Windows Scripting should possibly be able to handle docx
|Reported by:||ak19||Owned by:||nobody|
|Component:||Collection Building: Plugins||Severity:||major|
Windows Scripting should possibly be able to handle docx since there are word2html tools out there that generate html from docx files that require you to be on a windows computer, so the assumption is that it will be using native windows scripting to accomplish the conversion.
There's a plugin jar file released by maven that seems to do something useful in this respect. If it's open source, we could perhaps modify it to not require maven itself. http://maven-plugins.sourceforge.net/maven-word2html-plugin/index.html
The following is from a message sent when investigating the above:
Sadly, trying to get the docx processed with Windows Scripting (when one doesn't have open office) doesn't work. MS Word 2007 launches okay, but is looking for a file with a doc extension. The path to the document in the command that the perl code runs is correct, in that it still refers to the extension as docx. This behavious appears to be internal to the word2html executable that gets launched by perl, which then uses Windows Scripting to get it converted.

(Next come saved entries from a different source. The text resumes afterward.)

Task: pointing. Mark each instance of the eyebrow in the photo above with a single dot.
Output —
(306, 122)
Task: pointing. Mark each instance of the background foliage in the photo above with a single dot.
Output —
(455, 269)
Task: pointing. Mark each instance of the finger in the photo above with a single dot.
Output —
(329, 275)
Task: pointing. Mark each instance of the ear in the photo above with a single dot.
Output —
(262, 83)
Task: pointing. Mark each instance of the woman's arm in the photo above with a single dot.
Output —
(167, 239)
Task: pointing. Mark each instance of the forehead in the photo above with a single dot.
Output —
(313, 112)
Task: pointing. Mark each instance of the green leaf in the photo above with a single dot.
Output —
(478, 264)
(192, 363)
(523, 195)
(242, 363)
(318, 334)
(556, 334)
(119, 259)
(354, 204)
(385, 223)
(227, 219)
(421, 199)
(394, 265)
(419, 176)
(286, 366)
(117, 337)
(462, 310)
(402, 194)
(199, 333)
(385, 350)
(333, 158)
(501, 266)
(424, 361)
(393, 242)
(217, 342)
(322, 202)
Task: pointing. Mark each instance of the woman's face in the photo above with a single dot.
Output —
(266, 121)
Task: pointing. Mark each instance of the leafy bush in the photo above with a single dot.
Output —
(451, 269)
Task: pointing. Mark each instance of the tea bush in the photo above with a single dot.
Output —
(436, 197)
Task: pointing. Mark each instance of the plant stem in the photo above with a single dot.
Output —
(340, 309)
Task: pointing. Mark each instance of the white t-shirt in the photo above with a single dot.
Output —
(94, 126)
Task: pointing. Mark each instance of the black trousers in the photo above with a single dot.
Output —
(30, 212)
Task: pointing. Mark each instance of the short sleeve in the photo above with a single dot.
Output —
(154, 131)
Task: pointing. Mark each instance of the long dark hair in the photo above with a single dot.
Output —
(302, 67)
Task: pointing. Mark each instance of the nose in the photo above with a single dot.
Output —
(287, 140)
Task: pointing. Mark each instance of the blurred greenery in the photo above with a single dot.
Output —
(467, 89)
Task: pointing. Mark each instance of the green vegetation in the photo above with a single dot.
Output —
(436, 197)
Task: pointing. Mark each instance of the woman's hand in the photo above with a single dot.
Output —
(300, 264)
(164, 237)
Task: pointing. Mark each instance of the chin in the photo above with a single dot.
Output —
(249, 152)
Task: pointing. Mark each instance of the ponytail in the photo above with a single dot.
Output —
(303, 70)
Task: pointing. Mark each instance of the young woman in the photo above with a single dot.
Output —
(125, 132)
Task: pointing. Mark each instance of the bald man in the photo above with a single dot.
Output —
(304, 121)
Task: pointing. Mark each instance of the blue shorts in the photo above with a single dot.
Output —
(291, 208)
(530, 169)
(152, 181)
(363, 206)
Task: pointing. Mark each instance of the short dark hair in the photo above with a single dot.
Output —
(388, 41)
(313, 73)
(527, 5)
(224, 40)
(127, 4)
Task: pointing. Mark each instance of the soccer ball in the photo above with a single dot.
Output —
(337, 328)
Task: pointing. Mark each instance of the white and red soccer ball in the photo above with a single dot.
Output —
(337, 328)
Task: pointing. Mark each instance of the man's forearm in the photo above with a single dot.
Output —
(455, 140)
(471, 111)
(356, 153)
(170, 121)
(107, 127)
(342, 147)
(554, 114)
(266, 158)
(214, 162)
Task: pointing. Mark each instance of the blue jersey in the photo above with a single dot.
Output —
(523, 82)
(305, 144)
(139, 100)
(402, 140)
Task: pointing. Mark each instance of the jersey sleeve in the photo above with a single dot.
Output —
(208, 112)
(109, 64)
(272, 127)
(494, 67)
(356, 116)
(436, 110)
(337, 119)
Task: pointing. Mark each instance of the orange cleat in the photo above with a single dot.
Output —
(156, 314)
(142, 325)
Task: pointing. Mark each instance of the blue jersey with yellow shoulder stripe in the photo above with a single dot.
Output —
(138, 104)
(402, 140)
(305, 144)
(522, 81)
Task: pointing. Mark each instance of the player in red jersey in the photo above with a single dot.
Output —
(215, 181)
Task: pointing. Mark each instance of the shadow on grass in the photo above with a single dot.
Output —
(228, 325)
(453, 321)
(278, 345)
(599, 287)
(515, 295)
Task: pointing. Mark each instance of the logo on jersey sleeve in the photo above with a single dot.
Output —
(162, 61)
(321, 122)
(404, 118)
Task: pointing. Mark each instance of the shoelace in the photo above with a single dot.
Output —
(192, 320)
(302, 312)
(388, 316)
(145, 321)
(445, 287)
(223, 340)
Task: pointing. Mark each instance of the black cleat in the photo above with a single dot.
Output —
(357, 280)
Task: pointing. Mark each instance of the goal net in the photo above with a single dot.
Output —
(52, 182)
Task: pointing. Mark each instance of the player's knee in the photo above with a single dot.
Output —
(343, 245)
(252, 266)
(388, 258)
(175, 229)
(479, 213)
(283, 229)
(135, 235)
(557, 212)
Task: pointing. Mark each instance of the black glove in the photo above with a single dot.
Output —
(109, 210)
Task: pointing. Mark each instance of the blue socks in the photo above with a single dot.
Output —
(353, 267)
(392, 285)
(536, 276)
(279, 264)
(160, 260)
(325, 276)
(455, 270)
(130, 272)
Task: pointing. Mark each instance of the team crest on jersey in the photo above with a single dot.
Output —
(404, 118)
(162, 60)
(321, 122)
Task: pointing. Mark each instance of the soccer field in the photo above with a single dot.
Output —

We might be able to change this to not try to open a "doc" file but a "docx" in MS Word. The question remains whether native windows scripting can handle docx from there onward.
If that fails, there appear to be more third party software for converting docx files to html. Even if they can't be that much better at conversion than using the Open Office plugin, the advantage would still be that users won't be required to install the entire OO suite to process files.
If someone doesn't have the Open Office suite installed, but are on a Windows machine that has word 2007, they can get docx files converted to html in Word and then use that resultant document during importing.
Finally, it may be possible to modify the vbs script that does the word2html conversion (executable and script are in bin/windows) and tell it to launch docx and not doc when appropriate. Maybe things will work smoothly from there on.